源代码分析数据提取网页抓取 html解析信息提取超链接标签解析食材信息

2 个回答

你可以看看这个链接：http://www.crummy.com/software/BeautifulSoup/。你现在的方法在简单的情况下可以用，但一旦HTML代码或者你的需求变得复杂一点，就会让你感到头疼。

回答于 2025-04-16 由 Python大师

分享举报

我知道会有人批评我说HTML文本不能用正则表达式分析。

好吧，我承认，但我在五十分钟内得到了结果：

首先，我用这段代码获取了网页源代码的方便显示：

import urllib

url = ('http://www.epicurious.com/articlesguides/bestof/'
       'toprecipes/bestchickenrecipes/recipes/food/views/'
       'My-Favorite-Simple-Roast-Chicken-231348')


sock = urllib.urlopen(url)
ch = sock.read()
sock.close()


gen = (str(i)+' '+repr(line) for i,line in enumerate(ch.splitlines(1)))

print '\n'.join(gen)

然后，抓取内容就简单多了：

import urllib
import re

url = ('http://www.epicurious.com/articlesguides/bestof/'
       'toprecipes/bestchickenrecipes/recipes/food/views/'
       'My-Favorite-Simple-Roast-Chicken-231348')

sock = urllib.urlopen(url)
ch = sock.read()
sock.close()

x = ch.find('ul class="ingredientsList">')

patingr = re.compile('<li class="ingredient">(.+?)</li>\n')

print patingr.findall(ch,x)

编辑

Achim，

关于出现的'\n'，这是我的错，不是正则工具的问题：我写代码太快了。

你说得对，关于大写字母：BeautifulSoup仍然能找到正确的字符串，而正则却失败了。不过，我从来没见过元素标签是用大写字母写的。你能给我一个这样的链接吗？

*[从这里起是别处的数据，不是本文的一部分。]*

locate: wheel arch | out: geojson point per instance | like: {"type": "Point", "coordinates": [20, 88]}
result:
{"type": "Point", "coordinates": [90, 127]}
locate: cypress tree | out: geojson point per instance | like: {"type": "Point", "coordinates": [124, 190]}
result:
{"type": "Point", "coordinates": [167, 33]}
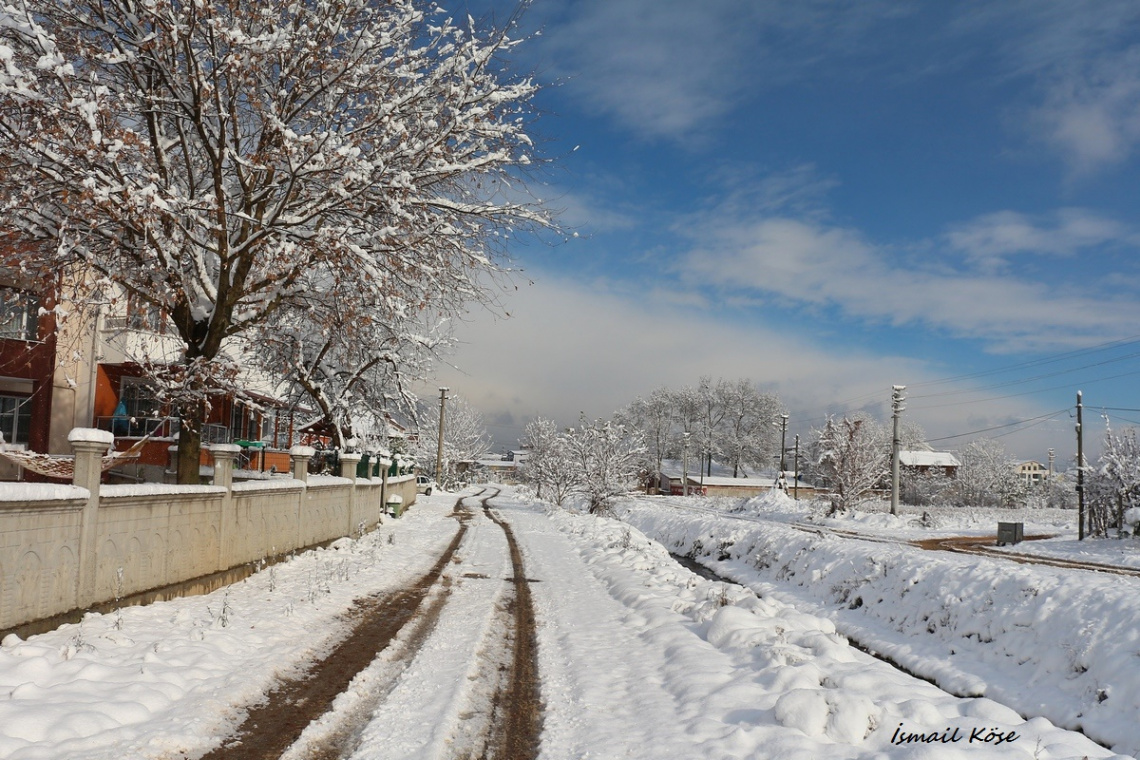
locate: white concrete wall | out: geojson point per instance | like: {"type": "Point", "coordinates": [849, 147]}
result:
{"type": "Point", "coordinates": [149, 536]}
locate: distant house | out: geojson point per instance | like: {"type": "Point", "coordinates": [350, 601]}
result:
{"type": "Point", "coordinates": [925, 463]}
{"type": "Point", "coordinates": [1032, 473]}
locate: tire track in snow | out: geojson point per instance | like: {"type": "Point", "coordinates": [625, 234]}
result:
{"type": "Point", "coordinates": [270, 727]}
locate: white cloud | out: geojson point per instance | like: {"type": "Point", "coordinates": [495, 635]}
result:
{"type": "Point", "coordinates": [812, 263]}
{"type": "Point", "coordinates": [571, 349]}
{"type": "Point", "coordinates": [1092, 115]}
{"type": "Point", "coordinates": [674, 68]}
{"type": "Point", "coordinates": [992, 238]}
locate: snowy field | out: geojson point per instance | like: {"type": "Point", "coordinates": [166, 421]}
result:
{"type": "Point", "coordinates": [638, 656]}
{"type": "Point", "coordinates": [1059, 644]}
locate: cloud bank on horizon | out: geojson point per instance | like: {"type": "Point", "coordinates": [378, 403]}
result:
{"type": "Point", "coordinates": [830, 198]}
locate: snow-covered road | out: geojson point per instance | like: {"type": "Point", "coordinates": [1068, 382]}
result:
{"type": "Point", "coordinates": [637, 658]}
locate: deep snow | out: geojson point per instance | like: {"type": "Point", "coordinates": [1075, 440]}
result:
{"type": "Point", "coordinates": [640, 658]}
{"type": "Point", "coordinates": [1061, 644]}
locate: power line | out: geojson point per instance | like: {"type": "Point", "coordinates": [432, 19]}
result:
{"type": "Point", "coordinates": [1029, 380]}
{"type": "Point", "coordinates": [1035, 362]}
{"type": "Point", "coordinates": [986, 430]}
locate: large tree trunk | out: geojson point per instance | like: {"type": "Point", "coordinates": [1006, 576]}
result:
{"type": "Point", "coordinates": [189, 444]}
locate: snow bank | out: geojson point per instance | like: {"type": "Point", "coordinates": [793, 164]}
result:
{"type": "Point", "coordinates": [1045, 642]}
{"type": "Point", "coordinates": [762, 678]}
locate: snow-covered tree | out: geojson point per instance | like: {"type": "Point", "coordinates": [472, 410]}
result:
{"type": "Point", "coordinates": [1114, 484]}
{"type": "Point", "coordinates": [987, 476]}
{"type": "Point", "coordinates": [548, 465]}
{"type": "Point", "coordinates": [343, 361]}
{"type": "Point", "coordinates": [853, 456]}
{"type": "Point", "coordinates": [465, 436]}
{"type": "Point", "coordinates": [710, 422]}
{"type": "Point", "coordinates": [204, 157]}
{"type": "Point", "coordinates": [748, 434]}
{"type": "Point", "coordinates": [652, 418]}
{"type": "Point", "coordinates": [609, 458]}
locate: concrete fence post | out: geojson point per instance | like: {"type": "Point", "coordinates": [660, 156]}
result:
{"type": "Point", "coordinates": [385, 464]}
{"type": "Point", "coordinates": [225, 456]}
{"type": "Point", "coordinates": [301, 456]}
{"type": "Point", "coordinates": [89, 446]}
{"type": "Point", "coordinates": [349, 462]}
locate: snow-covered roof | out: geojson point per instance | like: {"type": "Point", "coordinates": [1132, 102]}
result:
{"type": "Point", "coordinates": [739, 482]}
{"type": "Point", "coordinates": [928, 459]}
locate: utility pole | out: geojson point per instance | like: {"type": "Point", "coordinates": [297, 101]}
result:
{"type": "Point", "coordinates": [896, 403]}
{"type": "Point", "coordinates": [1080, 470]}
{"type": "Point", "coordinates": [684, 465]}
{"type": "Point", "coordinates": [783, 444]}
{"type": "Point", "coordinates": [795, 483]}
{"type": "Point", "coordinates": [439, 448]}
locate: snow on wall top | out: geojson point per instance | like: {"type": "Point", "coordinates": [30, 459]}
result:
{"type": "Point", "coordinates": [90, 435]}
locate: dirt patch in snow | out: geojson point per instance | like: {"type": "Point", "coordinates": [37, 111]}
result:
{"type": "Point", "coordinates": [271, 726]}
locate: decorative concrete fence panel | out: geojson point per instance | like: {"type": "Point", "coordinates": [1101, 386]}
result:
{"type": "Point", "coordinates": [265, 520]}
{"type": "Point", "coordinates": [152, 536]}
{"type": "Point", "coordinates": [39, 549]}
{"type": "Point", "coordinates": [325, 514]}
{"type": "Point", "coordinates": [67, 547]}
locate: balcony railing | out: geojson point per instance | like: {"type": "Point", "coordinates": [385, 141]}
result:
{"type": "Point", "coordinates": [165, 427]}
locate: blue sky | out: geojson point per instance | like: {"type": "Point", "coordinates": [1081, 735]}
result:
{"type": "Point", "coordinates": [830, 198]}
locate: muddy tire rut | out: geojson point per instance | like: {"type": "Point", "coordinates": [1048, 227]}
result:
{"type": "Point", "coordinates": [396, 626]}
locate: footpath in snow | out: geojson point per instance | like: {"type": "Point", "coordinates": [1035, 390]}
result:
{"type": "Point", "coordinates": [638, 658]}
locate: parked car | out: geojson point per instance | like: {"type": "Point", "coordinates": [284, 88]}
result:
{"type": "Point", "coordinates": [425, 484]}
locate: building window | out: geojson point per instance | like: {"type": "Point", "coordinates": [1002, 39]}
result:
{"type": "Point", "coordinates": [143, 316]}
{"type": "Point", "coordinates": [15, 418]}
{"type": "Point", "coordinates": [138, 398]}
{"type": "Point", "coordinates": [19, 315]}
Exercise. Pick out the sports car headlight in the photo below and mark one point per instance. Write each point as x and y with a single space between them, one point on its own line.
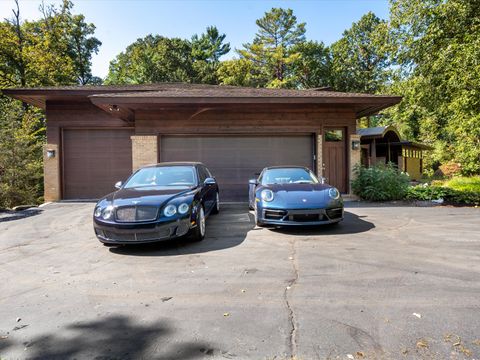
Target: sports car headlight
267 195
98 211
170 210
107 212
333 193
183 208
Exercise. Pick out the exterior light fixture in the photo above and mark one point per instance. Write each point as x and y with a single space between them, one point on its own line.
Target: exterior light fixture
355 144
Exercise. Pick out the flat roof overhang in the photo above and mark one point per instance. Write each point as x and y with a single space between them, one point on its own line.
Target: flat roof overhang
122 102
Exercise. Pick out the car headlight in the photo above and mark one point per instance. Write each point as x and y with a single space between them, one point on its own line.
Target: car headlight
107 212
170 210
98 211
183 208
267 195
333 193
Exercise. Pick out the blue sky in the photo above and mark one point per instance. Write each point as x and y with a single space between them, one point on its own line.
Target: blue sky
121 22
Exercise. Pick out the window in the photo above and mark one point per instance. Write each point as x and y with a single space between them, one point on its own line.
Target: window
334 135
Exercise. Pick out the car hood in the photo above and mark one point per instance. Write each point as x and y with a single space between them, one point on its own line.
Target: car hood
150 195
300 195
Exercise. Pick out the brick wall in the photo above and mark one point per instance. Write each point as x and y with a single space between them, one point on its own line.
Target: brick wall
144 150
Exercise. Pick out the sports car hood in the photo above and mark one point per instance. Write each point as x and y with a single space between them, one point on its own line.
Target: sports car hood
149 195
300 195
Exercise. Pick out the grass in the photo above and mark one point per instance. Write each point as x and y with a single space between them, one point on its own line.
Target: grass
471 184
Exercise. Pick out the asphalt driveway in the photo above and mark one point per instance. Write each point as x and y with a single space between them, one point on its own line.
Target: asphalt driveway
387 283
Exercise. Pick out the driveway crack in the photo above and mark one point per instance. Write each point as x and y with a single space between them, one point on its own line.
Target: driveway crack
287 294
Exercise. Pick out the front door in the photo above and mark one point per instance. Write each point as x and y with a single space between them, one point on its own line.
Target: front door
334 158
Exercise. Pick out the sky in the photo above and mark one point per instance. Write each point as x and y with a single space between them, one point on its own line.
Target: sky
121 22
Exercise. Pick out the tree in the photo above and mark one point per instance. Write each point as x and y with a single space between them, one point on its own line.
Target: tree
153 59
360 59
438 47
207 49
159 59
314 65
55 50
20 156
272 50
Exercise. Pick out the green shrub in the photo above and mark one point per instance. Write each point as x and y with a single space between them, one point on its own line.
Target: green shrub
449 195
380 183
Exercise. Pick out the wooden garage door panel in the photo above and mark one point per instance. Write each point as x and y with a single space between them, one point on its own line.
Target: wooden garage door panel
94 160
234 160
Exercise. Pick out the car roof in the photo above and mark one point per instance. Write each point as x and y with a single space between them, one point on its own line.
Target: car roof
286 167
175 163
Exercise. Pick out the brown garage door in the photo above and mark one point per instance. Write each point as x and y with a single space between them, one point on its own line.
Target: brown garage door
93 160
235 159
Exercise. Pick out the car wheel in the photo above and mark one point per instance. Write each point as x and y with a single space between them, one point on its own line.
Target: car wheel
216 206
257 222
198 232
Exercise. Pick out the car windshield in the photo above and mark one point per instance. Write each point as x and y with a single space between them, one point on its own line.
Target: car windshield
288 176
163 176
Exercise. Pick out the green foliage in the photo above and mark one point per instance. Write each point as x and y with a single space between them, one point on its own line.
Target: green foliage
360 59
438 47
21 165
451 195
159 59
464 183
55 50
272 52
380 183
314 65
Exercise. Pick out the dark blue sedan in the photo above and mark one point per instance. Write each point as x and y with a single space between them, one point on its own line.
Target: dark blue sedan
293 195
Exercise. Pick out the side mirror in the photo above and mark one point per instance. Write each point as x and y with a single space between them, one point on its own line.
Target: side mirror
210 181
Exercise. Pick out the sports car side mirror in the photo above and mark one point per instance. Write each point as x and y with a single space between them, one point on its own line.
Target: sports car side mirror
210 181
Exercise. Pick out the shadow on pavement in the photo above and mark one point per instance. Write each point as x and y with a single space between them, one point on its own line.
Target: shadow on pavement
10 215
230 228
114 337
351 224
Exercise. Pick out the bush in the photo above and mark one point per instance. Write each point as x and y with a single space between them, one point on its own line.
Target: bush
380 183
449 195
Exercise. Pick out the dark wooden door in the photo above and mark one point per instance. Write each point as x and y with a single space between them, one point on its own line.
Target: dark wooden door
94 160
233 160
334 158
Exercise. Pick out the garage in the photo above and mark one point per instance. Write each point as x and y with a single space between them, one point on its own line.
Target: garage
233 160
97 135
94 160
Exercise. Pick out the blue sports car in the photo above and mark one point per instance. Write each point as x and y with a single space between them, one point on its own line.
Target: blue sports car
293 195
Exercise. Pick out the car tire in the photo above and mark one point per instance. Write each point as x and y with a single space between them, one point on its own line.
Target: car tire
216 206
257 223
198 232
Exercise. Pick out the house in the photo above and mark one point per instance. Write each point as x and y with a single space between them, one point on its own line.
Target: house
383 144
97 135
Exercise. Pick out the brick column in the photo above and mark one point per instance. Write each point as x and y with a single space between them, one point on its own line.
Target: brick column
355 157
51 173
319 154
144 150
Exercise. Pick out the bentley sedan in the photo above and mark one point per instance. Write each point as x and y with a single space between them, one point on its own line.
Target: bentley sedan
158 202
293 196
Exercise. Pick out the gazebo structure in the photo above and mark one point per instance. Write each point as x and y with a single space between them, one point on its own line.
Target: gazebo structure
383 144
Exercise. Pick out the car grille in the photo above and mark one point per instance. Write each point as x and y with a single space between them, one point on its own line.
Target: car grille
136 236
335 213
306 217
136 213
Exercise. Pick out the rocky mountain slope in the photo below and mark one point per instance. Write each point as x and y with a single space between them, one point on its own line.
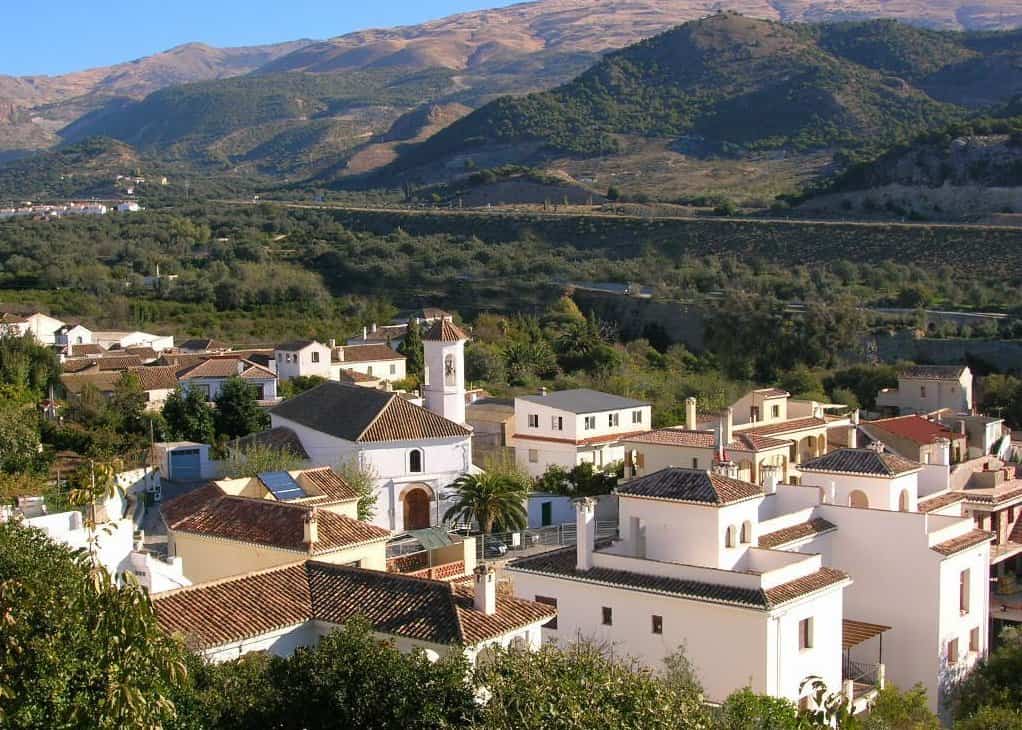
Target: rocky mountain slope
734 84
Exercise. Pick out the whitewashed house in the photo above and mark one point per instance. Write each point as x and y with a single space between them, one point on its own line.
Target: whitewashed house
413 453
303 358
210 375
375 361
68 335
569 427
926 389
687 573
282 608
124 339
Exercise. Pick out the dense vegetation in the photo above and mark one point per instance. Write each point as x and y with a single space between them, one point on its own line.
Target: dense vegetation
731 83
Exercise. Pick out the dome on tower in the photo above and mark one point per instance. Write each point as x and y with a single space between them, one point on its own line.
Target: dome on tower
445 331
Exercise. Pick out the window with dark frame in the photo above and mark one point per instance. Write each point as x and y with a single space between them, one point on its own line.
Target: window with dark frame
805 634
547 600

至于'和"，情况也是一样，我从来没见过，但你说得对，确实可能会发生。

不过，当写正则表达式时，如果某些地方有大写字母或者'代替"，正则表达式会写成可以匹配它们的样子：那有什么问题呢？

你的意思是：如果源代码改变？要是有一天网站的源代码从小写变成大写，或者"变成'，这种情况几乎不可能发生，这不太现实。

所以，修正我的正则表达式很简单

import urllib
import re

url = ('http://www.epicurious.com/articlesguides/bestof/'
       'toprecipes/bestchickenrecipes/recipes/food/views/'
       'My-Favorite-Simple-Roast-Chicken-231348')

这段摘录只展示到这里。